Following these two events, the Postmaster General of the United States realized the immediate need for an efficient system of government operated post offices in California and sent a special agent to establish them, wherever the agent might feel they were needed.
Special Agent William Van Voorhees was the first of these men and was instructed to proceed to San Francisco and establish post offices at San Diego, San Pedro, Santa Barbara, San Luis Obispo and Monterey en route. Had the ship carrying him from Panama to San Francisco not run short of coal it probably would have made all of the intermediate stops he needed, but it only made one, at Monterey.
There, on February 23, 1849, the first official US Post Office on the west coast was established with Captain William G. Marcy serving as its first postmaster, his appointment having been confirmed by Washington D. C. in advance the previous November. Less than a week later, on February 28, 1849, Van Voorhees appointed Mr. C. L. Rose to open and distribute the mail in San Francisco, pending arrival of Mr. Stephan J. Dallas, who, like Captain Marcy, had been previously confirmed as postmaster.
Mr. Dallas did not take the job, so on April 1, 1849, Van Voorhees appointed Colonel John W. Geary as postmaster. On June 4 of the same year, Geary was replaced by Jacob B. Moore.
For some unknown reason, on June 15, 1849 the Postmaster General replaced Van Voorhees with another special agent, R. T. P. Allen. Like Van Voorhees, he carried on the job of establishing the postal system in California, all the time attempting to overcome what it turned out was a list of serious problems faced by his predecessor.
First of all, the post offices were ordered to pay expenses out of receipts, which often didn’t work and the salaries offered postmasters and clerks was less than that earned by an unskilled laborer.Secondly, transportation for the mail was hard to find and, when found, very expensive. All in all, the process of establishing post offices and appointing postmasters was not the simple job the special agents thought it would be.
As an example, when the need for a new post office was established by the special agent, he would authorize it and try to find a postmaster, who, if he was successful, often turned out to be the owner of a business in the same building were the post office would be located – someone who knew the advantage of having the entire population of the area passing through his or her business to get the mail.
The postmaster would be appointed and assume office, however, this was just the start of a long process. The agent would then request confirmation the post office and postmaster from the Postmaster General in Washington D.C. That, including getting the message there and back by ship, could take many months or even longer, depending upon the route the message took and the amount of bureaucratic red tape involved.
Because the population of a California community could grow and decline in just a few months a new post office could easily be established and discontinued before it was even officially open.
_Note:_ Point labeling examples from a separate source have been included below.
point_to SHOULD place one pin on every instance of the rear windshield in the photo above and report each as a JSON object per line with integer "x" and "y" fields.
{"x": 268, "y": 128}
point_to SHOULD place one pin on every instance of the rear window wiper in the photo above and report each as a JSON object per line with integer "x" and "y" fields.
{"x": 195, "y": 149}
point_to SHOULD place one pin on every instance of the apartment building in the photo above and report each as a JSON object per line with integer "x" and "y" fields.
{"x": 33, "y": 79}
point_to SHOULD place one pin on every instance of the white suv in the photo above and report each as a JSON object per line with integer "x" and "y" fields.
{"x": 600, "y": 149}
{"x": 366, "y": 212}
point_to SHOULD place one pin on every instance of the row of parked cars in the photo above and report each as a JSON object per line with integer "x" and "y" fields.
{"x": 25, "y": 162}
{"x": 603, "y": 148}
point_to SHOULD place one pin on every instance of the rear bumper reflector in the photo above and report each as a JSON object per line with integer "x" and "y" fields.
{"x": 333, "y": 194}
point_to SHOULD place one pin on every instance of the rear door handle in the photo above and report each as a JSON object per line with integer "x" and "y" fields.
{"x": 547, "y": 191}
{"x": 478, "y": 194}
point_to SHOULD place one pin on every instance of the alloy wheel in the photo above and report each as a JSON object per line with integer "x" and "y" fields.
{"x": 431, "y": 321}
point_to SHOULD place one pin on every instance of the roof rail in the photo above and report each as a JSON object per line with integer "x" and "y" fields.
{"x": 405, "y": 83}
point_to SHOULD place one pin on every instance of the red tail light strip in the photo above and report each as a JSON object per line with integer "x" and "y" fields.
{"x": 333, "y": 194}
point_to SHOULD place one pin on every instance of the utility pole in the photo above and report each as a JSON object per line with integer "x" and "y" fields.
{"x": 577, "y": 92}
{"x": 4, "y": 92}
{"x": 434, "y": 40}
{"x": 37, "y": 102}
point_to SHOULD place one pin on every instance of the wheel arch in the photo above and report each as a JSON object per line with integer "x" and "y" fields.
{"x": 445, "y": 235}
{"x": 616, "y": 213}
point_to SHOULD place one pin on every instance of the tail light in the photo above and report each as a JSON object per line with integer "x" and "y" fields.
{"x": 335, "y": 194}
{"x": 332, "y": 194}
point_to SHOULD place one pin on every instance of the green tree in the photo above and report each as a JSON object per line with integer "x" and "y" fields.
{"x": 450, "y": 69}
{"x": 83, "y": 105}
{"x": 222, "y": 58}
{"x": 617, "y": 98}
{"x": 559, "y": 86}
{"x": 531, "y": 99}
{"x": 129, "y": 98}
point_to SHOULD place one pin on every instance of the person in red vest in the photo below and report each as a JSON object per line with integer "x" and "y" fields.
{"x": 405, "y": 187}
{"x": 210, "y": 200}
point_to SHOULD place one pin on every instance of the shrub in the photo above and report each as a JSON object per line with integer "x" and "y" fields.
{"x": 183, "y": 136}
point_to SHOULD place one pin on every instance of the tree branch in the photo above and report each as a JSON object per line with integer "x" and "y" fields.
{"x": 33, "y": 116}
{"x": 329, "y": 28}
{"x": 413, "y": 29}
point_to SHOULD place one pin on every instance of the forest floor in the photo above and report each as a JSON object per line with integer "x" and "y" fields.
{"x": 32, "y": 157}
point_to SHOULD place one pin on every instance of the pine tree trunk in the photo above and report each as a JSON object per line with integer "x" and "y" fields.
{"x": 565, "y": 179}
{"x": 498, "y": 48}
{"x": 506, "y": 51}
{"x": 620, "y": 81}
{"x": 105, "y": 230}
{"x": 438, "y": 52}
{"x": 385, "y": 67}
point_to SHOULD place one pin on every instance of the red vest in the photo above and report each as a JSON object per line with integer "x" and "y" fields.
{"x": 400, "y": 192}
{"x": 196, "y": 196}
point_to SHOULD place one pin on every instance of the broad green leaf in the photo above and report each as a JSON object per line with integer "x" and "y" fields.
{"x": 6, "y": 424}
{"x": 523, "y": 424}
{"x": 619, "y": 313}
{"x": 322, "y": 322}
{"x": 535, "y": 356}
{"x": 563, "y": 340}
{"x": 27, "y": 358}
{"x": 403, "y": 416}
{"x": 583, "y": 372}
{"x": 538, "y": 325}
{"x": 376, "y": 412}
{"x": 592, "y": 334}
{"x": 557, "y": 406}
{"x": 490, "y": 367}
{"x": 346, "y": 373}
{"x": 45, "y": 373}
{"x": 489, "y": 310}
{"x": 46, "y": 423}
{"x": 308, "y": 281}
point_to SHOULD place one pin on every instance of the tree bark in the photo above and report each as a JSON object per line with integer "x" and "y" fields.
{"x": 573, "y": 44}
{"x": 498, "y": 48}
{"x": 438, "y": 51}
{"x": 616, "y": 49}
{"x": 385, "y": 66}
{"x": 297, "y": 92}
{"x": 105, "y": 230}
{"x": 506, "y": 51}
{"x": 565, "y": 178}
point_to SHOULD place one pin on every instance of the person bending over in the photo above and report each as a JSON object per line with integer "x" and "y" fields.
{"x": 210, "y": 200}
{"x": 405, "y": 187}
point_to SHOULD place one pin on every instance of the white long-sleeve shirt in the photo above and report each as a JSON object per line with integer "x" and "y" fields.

Worse yet, postmasters were political appointees and, depending how the fickle winds of politics in the nation’s capitol blew, the newly appointed postmaster might find that after nearly a year of working at the job, he or she was not confirmed at all and someone else was. Needless to say, this did not make the special agent’s job any easier.
Fortunately, in 1853 the Postmaster General had this changed so that a Post Office did not open and an appointed Postmaster did not take office until confirmed. However, as in most bureaucracies, the former practice continued for some time thereafter.
Sources for this story include, “History of California Post Offices, 1849-1976”, researched by H. E. Salley (1976); “The Gold Rush Mail Agents to California and Their Postal Markings”, by Theron Wierenga” (1987); “California Town Postmarks, 1849-1935”, by John H. Williams (1997); “Short Stories Regarding The History of South El Dorado County”, by D. A. Wright (undated); the “History of El Dorado County”, by Paolo Sioli (1883), reprinted and indexed by the El Dorado Friends of the Library (1998); and the archives of the Mountain Democrat (on microfilm and accessible by computer at the El Dorado County Main Library).